La pace in Guatemala è il risultato di una lotta condotta autonomamente dagli indigeni, con una difesa molto forte della propria identità. Io non ho mai incontrato nessun sociologo d’America che avesse la ricetta per fare la pace in Guatemala o in Chiapas o che abbia contributo a realizzare scambi più giusti in Ecuador. Dopo la guerra siamo riusciti a collocare molti professionisti indigeni in diversi luoghi decisionali. Questo prima non era possibile. E’ necessario che gli accordi di pace siano gestiti dagli stessi attori che hanno contribuito alla soluzione dei problemi nei vari settori, perché solo loro sono in grado di esprimere gli interessi degli indigeni, la loro idea di società e del futuro, e non chi scrive i grandi libri che stanno nelle biblioteche e nei musei.

Non voglio svalutare totalmente il ruolo degli accademici, antropologi, sociologi, ma loro sono assenti dal processo di pace, totalmente lontani dai problemi reali del Perù, dell’Ecuador o del Chiapas. Quali sono dunque gli attori grazie ai quali gli indigeni vanno conquistando lentamente qualcosa? Da un lato i movimenti nazionali. Le conquiste più alte in quanto a definizione, in quanto a concettualizzazione del futuro dei popoli indigeni sono uscite dal tavolo dei negoziati, dal dialogo tra i ribelli e il governo. Altrettanto importanti sono i tecnici e i professionisti indigeni che conoscono molte lingue, sanno usare gli strumenti tecnici e il computer. Alcuni anni fa questo non si vedeva in America. Si vedevano solo gli indios poveri.
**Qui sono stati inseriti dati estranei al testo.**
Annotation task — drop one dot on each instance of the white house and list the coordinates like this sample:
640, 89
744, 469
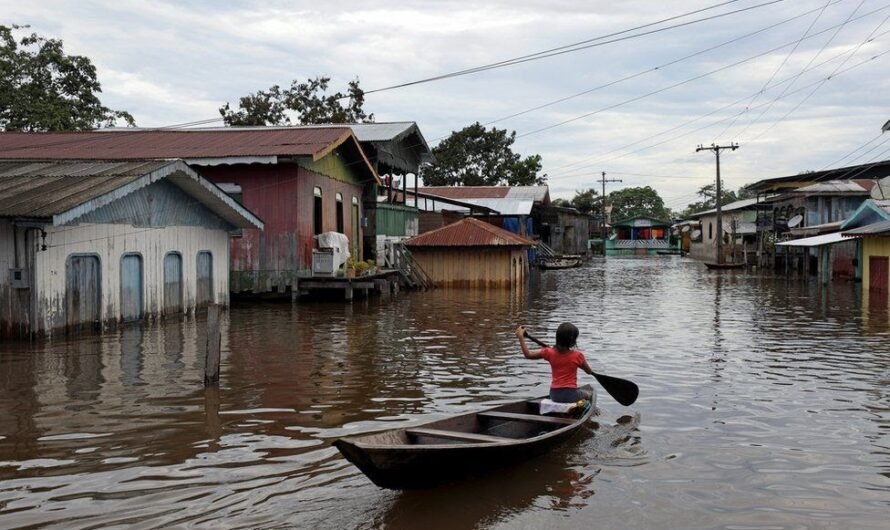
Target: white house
90, 243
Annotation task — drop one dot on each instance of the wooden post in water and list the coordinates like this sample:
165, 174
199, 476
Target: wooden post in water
211, 359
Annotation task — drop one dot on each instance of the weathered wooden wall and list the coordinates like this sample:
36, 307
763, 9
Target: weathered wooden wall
15, 304
282, 196
473, 266
873, 246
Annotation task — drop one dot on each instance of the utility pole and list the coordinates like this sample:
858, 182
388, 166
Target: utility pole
603, 180
716, 148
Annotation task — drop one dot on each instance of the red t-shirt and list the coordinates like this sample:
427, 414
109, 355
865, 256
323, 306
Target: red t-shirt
563, 366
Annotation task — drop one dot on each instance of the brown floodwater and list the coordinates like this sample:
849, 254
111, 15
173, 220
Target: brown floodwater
764, 403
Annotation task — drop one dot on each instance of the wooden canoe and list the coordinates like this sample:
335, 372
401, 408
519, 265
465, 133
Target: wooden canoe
559, 262
724, 266
460, 446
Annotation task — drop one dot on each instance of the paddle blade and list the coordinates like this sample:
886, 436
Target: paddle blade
624, 391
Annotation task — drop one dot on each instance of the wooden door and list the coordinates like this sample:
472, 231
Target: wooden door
131, 287
355, 227
172, 283
879, 274
205, 279
83, 293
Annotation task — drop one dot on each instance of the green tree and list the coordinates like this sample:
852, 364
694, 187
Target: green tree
309, 102
637, 202
708, 194
587, 201
44, 89
475, 156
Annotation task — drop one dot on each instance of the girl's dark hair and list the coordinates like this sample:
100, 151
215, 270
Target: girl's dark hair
566, 336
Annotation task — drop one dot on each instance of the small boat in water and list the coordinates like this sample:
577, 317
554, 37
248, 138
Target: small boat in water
461, 446
724, 266
568, 261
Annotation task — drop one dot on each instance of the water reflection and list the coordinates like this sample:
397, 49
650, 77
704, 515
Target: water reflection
763, 402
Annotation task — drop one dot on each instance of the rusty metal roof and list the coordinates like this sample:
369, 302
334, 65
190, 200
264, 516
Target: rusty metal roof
881, 228
469, 232
133, 144
65, 190
532, 193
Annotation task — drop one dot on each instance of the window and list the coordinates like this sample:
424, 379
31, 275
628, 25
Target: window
355, 226
131, 287
172, 283
205, 279
317, 213
341, 222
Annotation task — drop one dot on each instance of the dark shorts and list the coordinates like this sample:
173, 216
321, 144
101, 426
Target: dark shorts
568, 395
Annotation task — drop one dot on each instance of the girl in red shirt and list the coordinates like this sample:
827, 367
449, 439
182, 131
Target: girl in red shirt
564, 362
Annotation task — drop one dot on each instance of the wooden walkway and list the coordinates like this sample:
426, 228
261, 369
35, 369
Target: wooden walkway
384, 282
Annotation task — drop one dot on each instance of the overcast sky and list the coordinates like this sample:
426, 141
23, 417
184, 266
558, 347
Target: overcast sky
170, 62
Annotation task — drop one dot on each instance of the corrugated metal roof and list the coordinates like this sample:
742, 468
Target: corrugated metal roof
837, 187
815, 241
468, 232
534, 193
881, 228
467, 192
65, 190
737, 205
501, 206
133, 144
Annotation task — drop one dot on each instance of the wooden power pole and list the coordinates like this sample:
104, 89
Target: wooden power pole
716, 148
605, 234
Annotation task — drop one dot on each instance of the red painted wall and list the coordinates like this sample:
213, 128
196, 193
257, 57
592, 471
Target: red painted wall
282, 197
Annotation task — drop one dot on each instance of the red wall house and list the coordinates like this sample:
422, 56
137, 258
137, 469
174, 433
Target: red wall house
273, 171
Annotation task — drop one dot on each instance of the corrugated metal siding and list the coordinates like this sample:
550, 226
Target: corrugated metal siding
43, 189
460, 267
159, 204
468, 232
146, 144
395, 220
109, 242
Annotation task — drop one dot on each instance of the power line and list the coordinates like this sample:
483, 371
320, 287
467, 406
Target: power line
652, 69
686, 81
581, 45
817, 87
787, 87
776, 71
598, 160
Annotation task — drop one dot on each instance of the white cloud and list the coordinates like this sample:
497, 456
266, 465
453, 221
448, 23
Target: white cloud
172, 62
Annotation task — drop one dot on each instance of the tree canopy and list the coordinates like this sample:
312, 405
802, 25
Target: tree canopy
637, 202
475, 156
44, 89
308, 102
709, 195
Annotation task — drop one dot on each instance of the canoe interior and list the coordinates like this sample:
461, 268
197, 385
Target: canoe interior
460, 446
503, 430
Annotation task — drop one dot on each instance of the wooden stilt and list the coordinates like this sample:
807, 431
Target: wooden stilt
211, 359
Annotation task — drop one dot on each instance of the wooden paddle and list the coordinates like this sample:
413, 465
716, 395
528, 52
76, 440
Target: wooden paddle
624, 391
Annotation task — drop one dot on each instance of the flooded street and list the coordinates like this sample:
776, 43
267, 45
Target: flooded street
764, 403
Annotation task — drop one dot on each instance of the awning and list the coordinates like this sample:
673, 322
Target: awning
815, 241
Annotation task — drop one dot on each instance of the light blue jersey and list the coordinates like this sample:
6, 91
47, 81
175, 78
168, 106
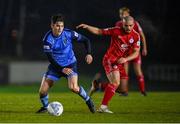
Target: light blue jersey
60, 50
In Guatemala ci sono piu professionisti bilingue e trilingue fra gli indigeni che non nel resto della popolazione.

Per questo crediamo che gli indigeni non vadano educati in un modo speciale. Non sono gli indigeni ma i non indigeni che hanno bisogno di educazione. Se il Guatemala e gli altri paesi dell’America diventeranno nazioni pluriculturali e multilingue, allora l’educazione accelerata per una convivenza plurilingue è un programma che riguarda i non indigeni, perché qualsiasi funzionario, sia esso della polizia o di un ufficio pubblico, deve parlare almeno una lingua della regione in cui assume un incarico, affinché non possa prendere una decisione senza considerare l’opinione della gente del luogo.Questo è ciò che stiamo facendo con l’UNESCO.Per quanto riguarda gli altri organismi internazionali, date queste premesse, è fondamentale che la Banca Interamericana di Sviluppo (BID)appoggi direttamente le iniziative dei popoli indigeni, nei campi dello sviluppoe economico, dellíeducazione e della salute.

Penso che anche il ruolo della BM sia molto importante perché, anche se spesso non ha una politica sociale, può condizionare le politiche dei governi nei singoli paesi. Non ritengo che la BM debba lavorare direttamente con gli indigeni; il suo ruolo dovrebbe essere quello di condizionare i governi affinché essi operino in favore dei popoli indigeni, perché i programmi di riforma economica, sociale e culturale mettano al primo posto una relazione paritaria con gli indios.

Bisogna calare i progetti di sviluppo nelle singole realtà locali e nel rispetto della dignità dei popoli, altrimenti la globalizzazione dell’economia sarà un disastro.In questo senso le esperienze del “commercio alternativo equo e solidale” sono di grande importanza perché costituiscono un esempio concreto della strada da seguire.La nostra speranza è che acquistino un peso sempre crescente.

L’intervista a Rigoberta Menchu finisce con queste parole. Attraverso il suo punto di vista si svela una realtà per molti versi inaspettata.Forse conviene ricordare l’avvertimento che Rigoberta ci lancia in chiusura della sua biografia. Dove, forse, sta la chiave per cogliere l’aspetto più profondo della multiculturalità.”Certo, attraverso tutto quello che ho raccontato, credo di aver dato un’idea di tutto ciò. Tuttavia, la mia identità indigena profonda continuo a tenerla nascosta. Continuo a tenere nascosto tutto quello che ritengo nessuno conosca, neppure un antropologo o un intellettuale, perché, a dispetto di tutti i loro libri, costoro non sono capaci di penetrare tutti i nostri segreti”.